Sometimes, no matter how good your spec seemed or your prototypes were, the
first time you play with it you know it feels wrong.  You never get a
second chance to form that first, instant impression of "is it right or not" and
I put a lot of value in my initial impression.

Of course, there are way more people than me using interim builds.  And
included in that set are the crustiest elite power-users in the world: Microsoft
employees.  You would think that Microsoft employees would be open to
change and sympathetic about "work in progress", but some of the most advanced
Office users in the world work here, and if you get in the way of their
productivity, you're going to hear about it.  These people represent the
upper crust of people who use a cross-section of just about every feature in
Office.  So they provide a constant stream of opinions representing people
who are already experts in using previous versions of Office.

We do usability tests, as I've talked about many times.  The test subjects
range literally from people who have no experience with productivity software at
all to experts who make a living writing Office add-ins.  We do tests in
Redmond, of course, but we also do remote testing in sites all around the United
States and in our labs in Europe and Asia.

A common misconception is that a usability test is all about data--that we
receive a 100-page report full of graphs and tables and we average the data and
it makes design decisions for us.

It's not actually the raw data though that makes usability so compelling. 
Most of the time, it's the "a-ha" moment you have in watching someone with a
different background and way of thinking from you use the software.  Often
times, within the first 5 minutes you can see that you've failed and you don't
need a sheet of data to tell you that.  It's a humbling experience to sit
and watch people struggle.  And your job as a PM is to figure out
why and to fix it.

Yesterday's story about "Eat Dismiss Clicks" is an
example of this.  One can argue the theoretical implications of focus
issues until the cows come home, but watching people all around the world, of
all different skill levels, fail again and again in the same way tells you the
design is wrong.  When you repair the design and then see the same
diversity of people succeed at the same tasks, you know you've done the right
thing.  It's not about some computer spitting out data, it's about watching
the experiences people have interacting with the software.  Watching their
faces, hearing what they have to say.

Data from usability comes into play when answering questions like "what features
are the hardest to find" or "where does it take people longer to do something
than it used to."  For instance, we can benchmark how long it takes people
to make particular kinds of documents and see where people do great and where
they struggle.  We can then take a more in-depth look to see why
people are struggling in certain areas and make improvements.

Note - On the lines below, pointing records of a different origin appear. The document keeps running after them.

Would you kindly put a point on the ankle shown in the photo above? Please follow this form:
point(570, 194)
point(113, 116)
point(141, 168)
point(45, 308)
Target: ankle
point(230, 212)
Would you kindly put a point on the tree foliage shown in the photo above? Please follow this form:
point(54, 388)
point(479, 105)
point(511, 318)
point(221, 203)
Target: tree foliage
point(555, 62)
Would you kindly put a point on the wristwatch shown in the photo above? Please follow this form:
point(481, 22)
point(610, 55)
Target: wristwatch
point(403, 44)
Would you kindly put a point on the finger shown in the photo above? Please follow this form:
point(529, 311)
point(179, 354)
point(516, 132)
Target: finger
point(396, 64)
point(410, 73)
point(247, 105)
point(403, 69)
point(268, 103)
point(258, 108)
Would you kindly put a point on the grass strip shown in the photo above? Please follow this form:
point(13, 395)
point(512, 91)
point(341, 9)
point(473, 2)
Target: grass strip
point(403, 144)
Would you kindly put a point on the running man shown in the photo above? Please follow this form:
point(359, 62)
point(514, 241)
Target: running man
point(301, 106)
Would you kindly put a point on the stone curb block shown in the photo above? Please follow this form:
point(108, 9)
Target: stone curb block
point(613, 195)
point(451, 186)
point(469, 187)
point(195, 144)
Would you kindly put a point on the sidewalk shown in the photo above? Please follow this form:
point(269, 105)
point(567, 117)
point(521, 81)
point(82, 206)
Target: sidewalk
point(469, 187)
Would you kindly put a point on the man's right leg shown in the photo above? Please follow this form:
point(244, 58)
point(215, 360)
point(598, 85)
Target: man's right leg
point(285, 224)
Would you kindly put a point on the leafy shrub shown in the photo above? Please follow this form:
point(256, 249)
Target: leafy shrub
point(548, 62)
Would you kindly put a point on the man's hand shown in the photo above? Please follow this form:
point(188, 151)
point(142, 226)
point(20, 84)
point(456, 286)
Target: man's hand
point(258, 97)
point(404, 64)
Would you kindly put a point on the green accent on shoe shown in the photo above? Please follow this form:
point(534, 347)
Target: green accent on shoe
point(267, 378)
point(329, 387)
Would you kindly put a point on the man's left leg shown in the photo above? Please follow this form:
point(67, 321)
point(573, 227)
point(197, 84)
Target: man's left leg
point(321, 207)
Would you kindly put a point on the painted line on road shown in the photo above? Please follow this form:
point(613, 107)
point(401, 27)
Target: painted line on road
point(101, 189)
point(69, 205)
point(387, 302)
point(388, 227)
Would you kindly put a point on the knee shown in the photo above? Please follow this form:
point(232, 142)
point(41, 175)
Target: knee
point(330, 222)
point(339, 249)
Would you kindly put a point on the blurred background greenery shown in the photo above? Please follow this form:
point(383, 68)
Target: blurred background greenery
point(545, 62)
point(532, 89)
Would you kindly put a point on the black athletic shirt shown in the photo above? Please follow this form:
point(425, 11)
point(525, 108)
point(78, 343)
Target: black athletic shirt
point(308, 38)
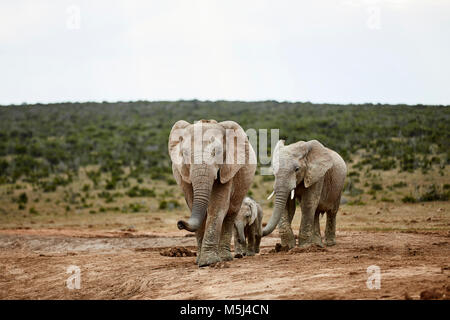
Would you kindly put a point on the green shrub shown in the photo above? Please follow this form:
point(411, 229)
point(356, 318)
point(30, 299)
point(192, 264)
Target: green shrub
point(140, 192)
point(400, 184)
point(376, 187)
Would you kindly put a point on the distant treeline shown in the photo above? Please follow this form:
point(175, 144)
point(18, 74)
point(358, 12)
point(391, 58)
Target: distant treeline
point(37, 141)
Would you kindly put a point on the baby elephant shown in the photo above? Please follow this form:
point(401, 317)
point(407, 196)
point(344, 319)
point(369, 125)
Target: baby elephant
point(247, 230)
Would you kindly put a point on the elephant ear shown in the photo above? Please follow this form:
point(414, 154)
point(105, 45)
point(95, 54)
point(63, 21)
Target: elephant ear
point(179, 168)
point(254, 210)
point(238, 151)
point(318, 161)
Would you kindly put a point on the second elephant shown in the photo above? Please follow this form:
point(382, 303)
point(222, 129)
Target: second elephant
point(247, 230)
point(314, 175)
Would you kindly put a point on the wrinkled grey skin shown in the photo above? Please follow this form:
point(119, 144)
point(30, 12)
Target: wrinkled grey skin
point(247, 230)
point(317, 176)
point(213, 189)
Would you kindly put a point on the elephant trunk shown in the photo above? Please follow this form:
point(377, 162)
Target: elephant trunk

The next source of feedback are all of the many people who have been using the
product over the last six months.  We have MVPs and a program of technical
professionals who have been giving us feedback during all this time.  For
the last three months, we've been receiving feedback from thousands of beta
testers.  We have rollouts of Office 12 in businesses in three continents,
having people use it every day to get their job done and telling us what works and what
doesn't.  Having thousands of vocal Office users providing a constant
stream of feedback gives you a good idea of
what people like and where parts of the product need some more thought or some
more work.

There's all of you here on the UI blog as well, and people writing about Office
12 all over the internet.  We read the things you write, noting what you
like and the questions you have.

And of course, the last piece--yes, we do have data.  Through the
Customer
Experience Improvement Program
, we can look at aggregated statistics about what
features people use, how they use them (keyboard, mouse), when they tab switch
in the Ribbon, and a lot of other things.  This provides a general
"heartbeat" of how the overall project is doing and complements all of the
anecdotal feedback we get from people using the product.

So, how do we measure results against our high-level goals?  We have to
synthesize all of those inputs.  Yes, there is a ton of data.  We get
bushels of anecdotal opinions.  We talk to partners and beta users. 
We watch people use the software here and in their place of work.  We watch
our parents use it.  We watch our children use it.  We talk to people
at the grocery store, or on the airplane.  We look at what you write here. 
And we try to stay true to our design tenets around simplicity, efficiency,
predictability, respect for screen real-estate...

All of these things combine to provide the true picture of how we measure success.